The differences in functional connectivity patterns observed between the PTSD subjects and the comparison subjects may be related to variations in episodic memory retrieval. All PTSD patients experienced the traumatic memories in the form of flashbacks, whereas the comparison subjects recalled the traumatic events as ordinary autobiographical memories.

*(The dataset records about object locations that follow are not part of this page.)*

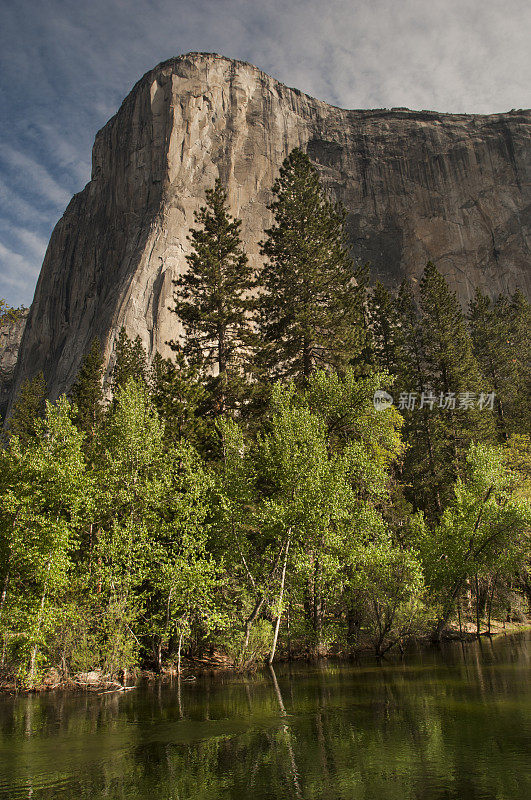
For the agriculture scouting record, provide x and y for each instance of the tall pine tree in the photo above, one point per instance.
(130, 363)
(214, 299)
(28, 409)
(311, 311)
(86, 392)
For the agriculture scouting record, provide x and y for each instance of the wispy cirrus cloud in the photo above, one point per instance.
(66, 66)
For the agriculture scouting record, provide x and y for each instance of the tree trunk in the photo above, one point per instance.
(277, 626)
(179, 653)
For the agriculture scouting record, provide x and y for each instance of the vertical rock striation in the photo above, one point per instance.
(418, 186)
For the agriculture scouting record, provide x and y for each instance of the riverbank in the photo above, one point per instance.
(98, 682)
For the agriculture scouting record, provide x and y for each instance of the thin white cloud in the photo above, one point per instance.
(33, 177)
(66, 67)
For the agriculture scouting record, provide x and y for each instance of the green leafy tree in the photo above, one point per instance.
(390, 583)
(484, 520)
(214, 299)
(44, 492)
(311, 309)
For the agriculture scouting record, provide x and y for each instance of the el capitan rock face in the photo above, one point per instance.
(11, 330)
(418, 186)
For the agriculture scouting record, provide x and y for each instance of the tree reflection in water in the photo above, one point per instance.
(449, 723)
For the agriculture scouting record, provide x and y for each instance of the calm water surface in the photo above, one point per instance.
(454, 723)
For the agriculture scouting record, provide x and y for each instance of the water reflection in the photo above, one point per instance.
(453, 723)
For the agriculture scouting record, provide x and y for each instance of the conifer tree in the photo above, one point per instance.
(311, 313)
(180, 398)
(28, 409)
(520, 360)
(421, 463)
(130, 361)
(213, 299)
(87, 392)
(489, 329)
(454, 395)
(384, 324)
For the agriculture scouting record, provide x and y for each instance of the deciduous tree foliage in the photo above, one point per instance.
(248, 495)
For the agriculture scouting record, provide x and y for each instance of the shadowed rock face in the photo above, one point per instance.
(418, 186)
(11, 330)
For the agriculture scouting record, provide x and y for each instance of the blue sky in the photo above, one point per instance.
(66, 65)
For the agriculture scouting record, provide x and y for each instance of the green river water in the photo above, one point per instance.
(448, 723)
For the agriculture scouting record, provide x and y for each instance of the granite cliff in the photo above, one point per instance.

Reexperiencing of traumatic events in the form of flashbacks is very different from the recall of events as ordinary autobiographical memories
(24,
25). Flashbacks often occur spontaneously and are triggered by internal or external events, and their occurrence usually cannot be controlled. Flashbacks also involve a subjective distortion in time. They are much more vivid in nature and are often experienced as though the event were happening again in the present. Flashbacks have also been shown to be experienced as fragments of the sensory components of the event, such as visual images or olfactory, auditory, or kinesthetic sensations
(25). They have also been reported to be unchanging over time
(26), compared with ordinary memories, which are altered by repeated recall
(27). Overall, flashbacks are therefore highly perceptual memories that are primarily image-based. In contrast, in ordinary autobiographical memory, the sensory elements of the experience are automatically integrated into a personal narrative
(26).
It is interesting to note that the functional connectivity analyses for the comparison subjects showed areas of brain activation that are consistent with verbal episodic memory retrieval. Comparison of the functional connectivity maps of the PTSD subjects and the comparison subjects showed that the comparison subjects had greater levels of brain activation in the left superior frontal gyrus (Brodmann’s area 9), left anterior cingulate gyrus (Brodmann’s area 32), left striatum (caudate), left parietal lobe (Brodmann’s areas 40 and 43), and left insula (Brodmann’s area 13). Prefrontal activations during episodic memory retrieval have sometimes been shown to be bilateral, but overall to have a clear tendency for right lateralization
(28). Anterior cingulate activation during memory recall has been hypothesized to be related to language processes, since activation of this area is more frequent for verbal than nonverbal materials.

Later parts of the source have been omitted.